Jerry Andoh – Deputy General Secretary of GMWU delivering the address at the Union’s National Executive Council meeting.
The Ghana Mine Workers Union (GMWU) of the Trade Union Congress Ghana (TUCG) has called for the annual mineral royalties allocated to the Mineral Development Fund (MDF) to be increased to at least 50 percent from the current 20 per cent.
The Union also called for 50 per cent of the revised 50 percent allocation to the MDF to go directly into mining communities’ development.
The Union made this call at its National Executive Council meeting held at Tarkwa, to review its activities for the first-half of 2021 in order to guide the remaining half of the year.
GMWU Deputy General Secretary, Jerry Andoh, delivering the address at Tarkwa, on behalf of the General Secretary Abdul-Moomin, said the current lopsided sharing model of the country’s mineral royalties cannot guarantee proper infrastructure development in mining communities.
He noted that if indeed the country is committed to the transformation of mining communities as was envisioned in the Mineral Development Fund Act, then it must review the percentage of the royalties that go into the MDF.
“Indeed, as we highlighted in our press conference preceding the annual mineworkers’ week celebration to illustrate the lopsided sharing model of the Mineral Development Fund, which is still relevant today, we stated that for the year 2020, producing mining companies paid a total of about GHs1.4 billion in mineral royalties to the GRA. Pursuant to Section 3 (a) of the Mineral Development Fund 2016 (Act 912), only 20% (GHs 278 million) of the above mineral royalties is expected to go to the MDF.
MDF also gave 20% (GHs 56 million) of its share of the royalties to the Mining Community Development Scheme (MCDS) set up under it for mining community development.
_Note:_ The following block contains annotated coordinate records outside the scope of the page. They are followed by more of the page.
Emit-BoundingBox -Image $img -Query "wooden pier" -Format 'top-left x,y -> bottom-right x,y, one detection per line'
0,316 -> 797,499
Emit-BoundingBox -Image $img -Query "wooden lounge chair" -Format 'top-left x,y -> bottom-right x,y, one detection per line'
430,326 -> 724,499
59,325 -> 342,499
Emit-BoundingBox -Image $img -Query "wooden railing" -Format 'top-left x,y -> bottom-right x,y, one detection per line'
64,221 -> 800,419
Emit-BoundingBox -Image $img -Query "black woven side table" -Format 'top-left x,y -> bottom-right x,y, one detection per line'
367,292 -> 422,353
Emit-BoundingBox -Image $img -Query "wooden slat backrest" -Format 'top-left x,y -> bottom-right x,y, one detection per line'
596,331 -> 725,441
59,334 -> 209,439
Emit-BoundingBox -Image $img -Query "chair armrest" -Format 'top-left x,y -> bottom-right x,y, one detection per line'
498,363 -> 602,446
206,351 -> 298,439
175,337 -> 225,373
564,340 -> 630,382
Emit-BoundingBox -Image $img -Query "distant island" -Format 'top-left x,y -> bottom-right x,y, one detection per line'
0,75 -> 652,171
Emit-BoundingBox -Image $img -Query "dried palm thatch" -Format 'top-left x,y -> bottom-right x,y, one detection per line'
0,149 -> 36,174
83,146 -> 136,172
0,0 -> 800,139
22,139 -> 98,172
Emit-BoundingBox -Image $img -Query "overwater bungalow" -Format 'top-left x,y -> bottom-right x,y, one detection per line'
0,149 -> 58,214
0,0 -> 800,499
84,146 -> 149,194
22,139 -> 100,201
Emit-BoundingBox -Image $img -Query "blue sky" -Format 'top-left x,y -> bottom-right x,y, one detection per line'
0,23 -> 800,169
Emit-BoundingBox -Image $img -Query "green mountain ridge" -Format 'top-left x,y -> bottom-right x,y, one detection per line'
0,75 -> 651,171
The rest of the MDF share of royalty funds go to the Office of the Administrator of Stool Lands (50%), Minerals Commission (13%), Geological Survey Authority (8%), Research (5%) and Ministry of Lands and Natural Resources (4%),” he said.
Mr. Andoh said in essence, the government made only 1% of the mineral revenue in 2020 available under its current arrangement for the development of the numerous communities affected by mining operations.
“This is woefully inadequate and therefore unacceptable. Indeed, to make matters worse, the GRA and by extension the Ministry of Finance has not only consistently delayed the release of the MDF contribution but also reduced the quantum because of the application of the Earmarked Funds Capping and Realignment Act 2017 (Act 947).
For instance, in 2020, a little above half of their paltry share of mineral revenue was released which further reduced the MCDS’ quantum which clearly undermines the whole idea of community development,” he stated.